Sontag portrays Riefenstahl as an effective technical editor with ideas in line with Nazi aesthetics, who created a number of extremely damaging propaganda films and who continues to propagandize Nazi principles today. In this view, the status of her work must be viewed almost in the same light as the work of Hitler himself, as being produced by a genius whose powers were wasted convincing people to murder, fight, and die for an indeterminate notion of German supremacy. However, while I believe Sontag fairly assesses Riefenstahl's work in light of Nazi aesthetics, I believe the assumption that the general public should pay attention to the historical context of the creator's day is incorrect.

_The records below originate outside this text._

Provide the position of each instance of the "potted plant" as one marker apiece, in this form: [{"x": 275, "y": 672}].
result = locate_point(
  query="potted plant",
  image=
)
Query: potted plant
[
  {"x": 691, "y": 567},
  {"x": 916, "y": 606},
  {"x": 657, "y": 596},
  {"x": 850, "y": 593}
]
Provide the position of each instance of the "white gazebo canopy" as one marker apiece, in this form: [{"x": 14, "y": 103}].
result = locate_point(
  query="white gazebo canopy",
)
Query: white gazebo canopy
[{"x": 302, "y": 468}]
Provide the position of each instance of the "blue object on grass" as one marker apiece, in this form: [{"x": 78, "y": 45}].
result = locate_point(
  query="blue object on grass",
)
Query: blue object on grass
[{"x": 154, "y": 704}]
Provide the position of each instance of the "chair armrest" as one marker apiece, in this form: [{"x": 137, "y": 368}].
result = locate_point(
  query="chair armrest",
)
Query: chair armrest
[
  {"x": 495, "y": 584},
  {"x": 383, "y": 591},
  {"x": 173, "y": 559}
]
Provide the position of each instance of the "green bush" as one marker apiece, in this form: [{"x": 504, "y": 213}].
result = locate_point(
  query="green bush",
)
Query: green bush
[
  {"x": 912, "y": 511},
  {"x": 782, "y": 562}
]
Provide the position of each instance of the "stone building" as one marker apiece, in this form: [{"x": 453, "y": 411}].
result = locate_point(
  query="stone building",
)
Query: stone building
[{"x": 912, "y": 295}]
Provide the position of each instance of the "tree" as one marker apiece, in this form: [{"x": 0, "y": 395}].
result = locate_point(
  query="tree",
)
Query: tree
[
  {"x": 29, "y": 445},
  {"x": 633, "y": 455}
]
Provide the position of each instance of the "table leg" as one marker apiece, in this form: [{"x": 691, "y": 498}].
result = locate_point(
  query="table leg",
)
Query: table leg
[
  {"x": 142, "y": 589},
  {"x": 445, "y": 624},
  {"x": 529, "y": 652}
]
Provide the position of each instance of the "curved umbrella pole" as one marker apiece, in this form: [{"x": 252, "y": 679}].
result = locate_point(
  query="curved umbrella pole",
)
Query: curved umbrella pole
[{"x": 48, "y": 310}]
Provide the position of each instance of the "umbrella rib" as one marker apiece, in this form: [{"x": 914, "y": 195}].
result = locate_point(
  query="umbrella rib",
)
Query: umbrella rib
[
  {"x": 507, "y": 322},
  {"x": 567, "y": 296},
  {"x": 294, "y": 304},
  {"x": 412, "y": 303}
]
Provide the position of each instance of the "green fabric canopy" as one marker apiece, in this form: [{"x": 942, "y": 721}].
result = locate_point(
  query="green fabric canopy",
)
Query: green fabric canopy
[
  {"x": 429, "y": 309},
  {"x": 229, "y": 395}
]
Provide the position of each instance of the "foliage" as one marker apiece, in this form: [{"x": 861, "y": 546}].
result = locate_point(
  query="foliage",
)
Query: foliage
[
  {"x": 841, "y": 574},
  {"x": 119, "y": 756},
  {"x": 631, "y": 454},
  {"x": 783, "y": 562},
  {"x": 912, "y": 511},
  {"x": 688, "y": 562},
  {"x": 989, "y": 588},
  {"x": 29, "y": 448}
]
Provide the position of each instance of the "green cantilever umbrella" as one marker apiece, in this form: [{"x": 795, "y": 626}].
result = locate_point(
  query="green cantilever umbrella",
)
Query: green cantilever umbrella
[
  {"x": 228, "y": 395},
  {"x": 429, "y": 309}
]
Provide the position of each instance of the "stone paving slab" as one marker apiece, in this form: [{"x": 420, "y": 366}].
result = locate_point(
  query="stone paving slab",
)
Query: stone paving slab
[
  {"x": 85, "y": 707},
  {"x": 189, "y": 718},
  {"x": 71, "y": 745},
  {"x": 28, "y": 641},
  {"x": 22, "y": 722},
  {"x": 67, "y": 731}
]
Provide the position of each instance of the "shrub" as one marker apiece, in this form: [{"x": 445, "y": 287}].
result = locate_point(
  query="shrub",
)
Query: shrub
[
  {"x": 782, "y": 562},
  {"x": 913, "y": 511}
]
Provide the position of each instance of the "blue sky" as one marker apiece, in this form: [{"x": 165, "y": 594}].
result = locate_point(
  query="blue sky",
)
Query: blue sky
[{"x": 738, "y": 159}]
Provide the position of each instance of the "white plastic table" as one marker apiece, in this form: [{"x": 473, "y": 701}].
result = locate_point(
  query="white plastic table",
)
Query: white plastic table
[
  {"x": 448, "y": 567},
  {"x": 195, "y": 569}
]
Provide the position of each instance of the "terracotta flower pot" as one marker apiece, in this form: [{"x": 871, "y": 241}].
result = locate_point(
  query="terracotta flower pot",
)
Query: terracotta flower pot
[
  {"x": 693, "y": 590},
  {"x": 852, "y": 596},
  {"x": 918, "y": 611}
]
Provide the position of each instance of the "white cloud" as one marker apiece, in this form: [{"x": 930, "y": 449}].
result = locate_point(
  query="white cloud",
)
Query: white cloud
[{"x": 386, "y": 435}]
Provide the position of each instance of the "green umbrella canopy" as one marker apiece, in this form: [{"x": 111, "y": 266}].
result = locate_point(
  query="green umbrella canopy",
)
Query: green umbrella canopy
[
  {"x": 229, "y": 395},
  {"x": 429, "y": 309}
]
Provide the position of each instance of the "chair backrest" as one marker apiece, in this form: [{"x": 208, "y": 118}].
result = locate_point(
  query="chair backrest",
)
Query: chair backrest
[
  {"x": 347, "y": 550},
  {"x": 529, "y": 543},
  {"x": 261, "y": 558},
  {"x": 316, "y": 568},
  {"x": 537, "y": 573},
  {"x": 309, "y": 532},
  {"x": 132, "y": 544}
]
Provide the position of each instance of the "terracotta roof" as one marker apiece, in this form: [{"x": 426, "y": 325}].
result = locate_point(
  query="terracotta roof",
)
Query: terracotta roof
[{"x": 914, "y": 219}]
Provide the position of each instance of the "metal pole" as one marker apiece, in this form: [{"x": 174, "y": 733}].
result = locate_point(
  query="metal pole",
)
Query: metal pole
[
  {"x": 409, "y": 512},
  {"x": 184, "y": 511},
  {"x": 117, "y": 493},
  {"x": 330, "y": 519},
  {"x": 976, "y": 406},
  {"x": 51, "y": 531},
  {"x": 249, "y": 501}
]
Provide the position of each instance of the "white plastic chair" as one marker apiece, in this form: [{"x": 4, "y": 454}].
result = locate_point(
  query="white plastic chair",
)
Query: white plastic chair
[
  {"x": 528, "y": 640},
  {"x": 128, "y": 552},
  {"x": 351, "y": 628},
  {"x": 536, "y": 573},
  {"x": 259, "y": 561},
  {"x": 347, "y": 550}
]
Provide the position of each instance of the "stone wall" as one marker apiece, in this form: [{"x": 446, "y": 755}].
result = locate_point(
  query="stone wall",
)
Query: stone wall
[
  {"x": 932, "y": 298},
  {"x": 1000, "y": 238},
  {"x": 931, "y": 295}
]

When the public reads a novel or watches a film, what they take from it is based largely on what they bring to it. We do not condemn readers of the Song of Roland or of most classic literature for reading without knowledge of the author's day. If Riefenstahl had simply directed The Blue Light and The Last of the Nuba and these films were considered excellent and groundbreaking, there would no doubt be few essays blasting Riefenstahl as a Nazi. I believe we can appreciate her other work even if (and perhaps because) it exhibits "the ideal of life as art, the cult of beauty, the fetishism of courage, the dissolution of alienation in ecstatic feelings of community, the repudiation of the intellect, and the family of man" (Sontag 96). These principles, though they are Nazi, are not the exclusive domain of the Nazis. Had Riefenstahl not been a propagandist commissioned by Hitler and had her work still been famous and considered excellent, we would have a different opinion of the status of her work, but as it is, Triumph of the Will and Olympia are Riefenstahl's masterpieces and these films blatantly glorify one of the most violent, oppressive regimes in history.
Riefenstahl was a Nazi propagandist. From The Blue Light to the The Last of the Nuba, she demonstrated Nazi aesthetics although never so blatantly as she did in Triumph of the Will and Olympia. Riefenstahl was likely perfectly suited for a job as a Nazi documentary maker since even her early work demonstrated Nazi aesthetics. A dishonest revisionist, Riefenstahl is as far from Junta as Hitler himself. The naivete and innocence she would have us imagine are supplanted by her editing which so obviously has the goal of bolstering the popularity of the Reich and of Hitler. She claims that the theme of Triumph of the Will is peace; for this, she cannot be forgiven.